July 2024
In many European, it’s common for cemetery graves to be re-used after as little as three to five years, long enough for the body of the deceased to decompose to a skeleton. After the “lease” on the grave expires, the bones are exhumed and either placed in a common ossuary, or cremated and stored in a columbarium.
In the United Kingdom, they frequently employ a practice called, “lift and deepen,” a process where the old remains are temporarily removed to allow for the grave to be deepened, then replaced in the bottom of the grave while new bodies are placed on top.
In North America, graves in cemeteries are supposed to be a place of eternal rest for the deceased. They are purchased and “owned” by the deceased for eternity. However, sometimes as cities grow, re-development plans make it necessary to re-locate graves to another cemetery.
The Chalmers Presbyterian Cemetery, in what was then Scarborough Township, was once such cemetery that was re-located due to sale of the church and cemetery land. Located on Lot 34, Concession C, in Scarborough Township, the northeast corner of what is now St. Clair Avenue East and Pharmacy Avenue, the cemetery, also known as the Chalmers York Town Line Church Cemetery, had it’s first burial around 1858.

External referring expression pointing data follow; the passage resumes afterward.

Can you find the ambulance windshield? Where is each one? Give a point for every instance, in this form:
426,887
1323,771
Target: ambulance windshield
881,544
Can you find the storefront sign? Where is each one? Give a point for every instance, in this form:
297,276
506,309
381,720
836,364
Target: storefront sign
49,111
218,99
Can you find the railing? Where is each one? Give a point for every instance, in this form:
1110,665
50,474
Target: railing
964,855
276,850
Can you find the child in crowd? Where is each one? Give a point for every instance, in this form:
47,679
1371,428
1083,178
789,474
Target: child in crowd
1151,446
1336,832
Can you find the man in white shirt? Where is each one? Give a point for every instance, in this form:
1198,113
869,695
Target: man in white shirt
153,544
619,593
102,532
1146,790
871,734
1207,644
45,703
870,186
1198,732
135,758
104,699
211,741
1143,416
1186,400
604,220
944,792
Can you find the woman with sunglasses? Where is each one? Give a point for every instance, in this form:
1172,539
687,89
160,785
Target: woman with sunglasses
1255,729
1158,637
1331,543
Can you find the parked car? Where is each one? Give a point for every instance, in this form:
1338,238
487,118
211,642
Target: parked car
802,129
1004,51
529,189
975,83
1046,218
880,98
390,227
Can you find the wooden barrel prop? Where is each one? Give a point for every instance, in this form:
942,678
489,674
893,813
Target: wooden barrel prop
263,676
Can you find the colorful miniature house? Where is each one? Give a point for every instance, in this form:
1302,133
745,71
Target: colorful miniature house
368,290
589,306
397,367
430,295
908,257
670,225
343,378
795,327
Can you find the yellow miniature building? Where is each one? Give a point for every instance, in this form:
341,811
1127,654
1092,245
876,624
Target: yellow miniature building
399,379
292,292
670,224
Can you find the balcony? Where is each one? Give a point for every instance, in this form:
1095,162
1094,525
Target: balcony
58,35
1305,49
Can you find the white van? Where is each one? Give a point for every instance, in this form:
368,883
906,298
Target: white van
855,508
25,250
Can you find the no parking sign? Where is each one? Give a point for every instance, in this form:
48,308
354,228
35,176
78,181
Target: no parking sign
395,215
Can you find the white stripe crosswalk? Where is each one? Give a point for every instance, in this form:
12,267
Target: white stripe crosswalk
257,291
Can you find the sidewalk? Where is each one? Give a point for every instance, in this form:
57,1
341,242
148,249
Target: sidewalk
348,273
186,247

In 1888, Chalmers Presbyterian Church closed and the congregation was amalgamated with York Station (East Toronto) Church in 1892. The following year, the new combined church, called Emanuel Presbyterian Church, was built at the corner of Swanwick and Benlamond Avenues. The old church on St. Clair was demolished, leaving only the small church cemetery, which continued to be maintained by Emanuel Presbyterian Church until it was closed in 1941.
In early 1952, the cemetery property was sold to a development company and by May of that year, all the remains from the cemetery were removed and re-interred in Pine Hills Cemetery at St. Clair Avenue and Birchmount Avenue, by the trustees of the church. A small, single obelisk was placed atop the new graves, comprising Plots 815 to 825 in Section S, listing the names of all the deceased that had been re-located.
The original tombstones were also buried in the new plot.